Николас подошел к Агостино, шумно втянул носом воздух, и плюнул ему прямо в лицо. Агостино не из робкого десятка и хотел ответить, но Николас вовремя увернулся. Они пристально посмотрели друг другу в глаза. Этого было достаточно.

– Ты просто ссышь. Трусы мне не нужны. Если сомневаешься, убирайся, – продолжил Николас.

Агостино знал, что многие разделяют его опасения, не только он считал, что сначала нужно договориться с боссами. Этот плевок в лицо был не просто унижением, это было предупреждение. И касалось оно всех.

– Вали отсюда, тебе тут не место.

– Вы просто куча дерьма, – ответил пунцовый Агостино.

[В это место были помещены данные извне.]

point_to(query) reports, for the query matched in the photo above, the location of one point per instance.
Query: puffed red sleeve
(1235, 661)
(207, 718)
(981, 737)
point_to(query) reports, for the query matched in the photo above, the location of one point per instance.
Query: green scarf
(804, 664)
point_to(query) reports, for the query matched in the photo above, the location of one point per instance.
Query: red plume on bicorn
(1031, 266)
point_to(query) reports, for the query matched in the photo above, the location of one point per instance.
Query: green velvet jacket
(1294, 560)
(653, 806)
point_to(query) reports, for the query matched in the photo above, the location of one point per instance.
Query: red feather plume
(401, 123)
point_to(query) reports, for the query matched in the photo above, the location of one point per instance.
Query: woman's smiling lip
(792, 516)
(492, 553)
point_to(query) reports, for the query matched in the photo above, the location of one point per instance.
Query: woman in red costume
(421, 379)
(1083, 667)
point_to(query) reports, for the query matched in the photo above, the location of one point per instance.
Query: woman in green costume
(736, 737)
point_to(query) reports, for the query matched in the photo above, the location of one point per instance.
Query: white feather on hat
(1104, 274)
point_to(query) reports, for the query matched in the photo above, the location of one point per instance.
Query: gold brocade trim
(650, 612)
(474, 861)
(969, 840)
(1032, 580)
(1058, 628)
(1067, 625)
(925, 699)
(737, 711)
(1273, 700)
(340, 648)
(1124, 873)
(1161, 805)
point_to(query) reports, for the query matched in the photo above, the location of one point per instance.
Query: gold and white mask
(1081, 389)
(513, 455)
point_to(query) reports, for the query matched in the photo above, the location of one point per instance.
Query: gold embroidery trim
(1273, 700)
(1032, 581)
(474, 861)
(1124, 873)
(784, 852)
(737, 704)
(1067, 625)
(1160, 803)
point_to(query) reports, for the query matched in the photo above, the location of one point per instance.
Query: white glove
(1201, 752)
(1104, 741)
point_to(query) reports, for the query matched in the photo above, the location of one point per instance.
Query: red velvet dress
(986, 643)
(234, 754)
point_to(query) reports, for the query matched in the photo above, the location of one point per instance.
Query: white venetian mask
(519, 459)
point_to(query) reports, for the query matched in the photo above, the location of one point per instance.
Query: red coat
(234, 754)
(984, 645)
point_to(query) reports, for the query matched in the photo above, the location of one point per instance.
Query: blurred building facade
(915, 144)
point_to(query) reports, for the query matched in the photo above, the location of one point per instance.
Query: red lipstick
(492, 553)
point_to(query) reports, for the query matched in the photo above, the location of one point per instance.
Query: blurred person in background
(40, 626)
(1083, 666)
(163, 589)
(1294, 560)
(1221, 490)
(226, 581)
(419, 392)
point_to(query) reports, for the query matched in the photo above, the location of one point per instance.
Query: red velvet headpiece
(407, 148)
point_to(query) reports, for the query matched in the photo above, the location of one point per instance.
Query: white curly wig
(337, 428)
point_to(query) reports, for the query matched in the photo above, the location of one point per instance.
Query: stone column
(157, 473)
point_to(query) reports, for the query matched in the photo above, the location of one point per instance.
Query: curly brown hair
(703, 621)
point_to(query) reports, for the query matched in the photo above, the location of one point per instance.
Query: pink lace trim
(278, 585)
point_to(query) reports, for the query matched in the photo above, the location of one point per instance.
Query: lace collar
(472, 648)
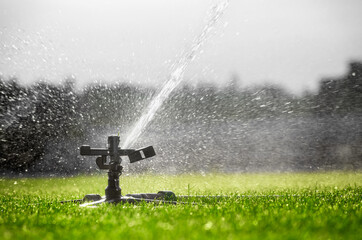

– Ладно, Спичка, уходи, а то хуже будет… – вмешался Зубик.

Агостино не собирался никого предавать, но, как Иуды всех времен, оказался орудием в руках судьбы: уходя, он невольно подсказал Николасу следующий ход.

– Думаете, что сколотите банду с тремя ножами и двумя хлопушками?

– И одной хватит, чтоб пустить тебе кровь! – взорвался Николас.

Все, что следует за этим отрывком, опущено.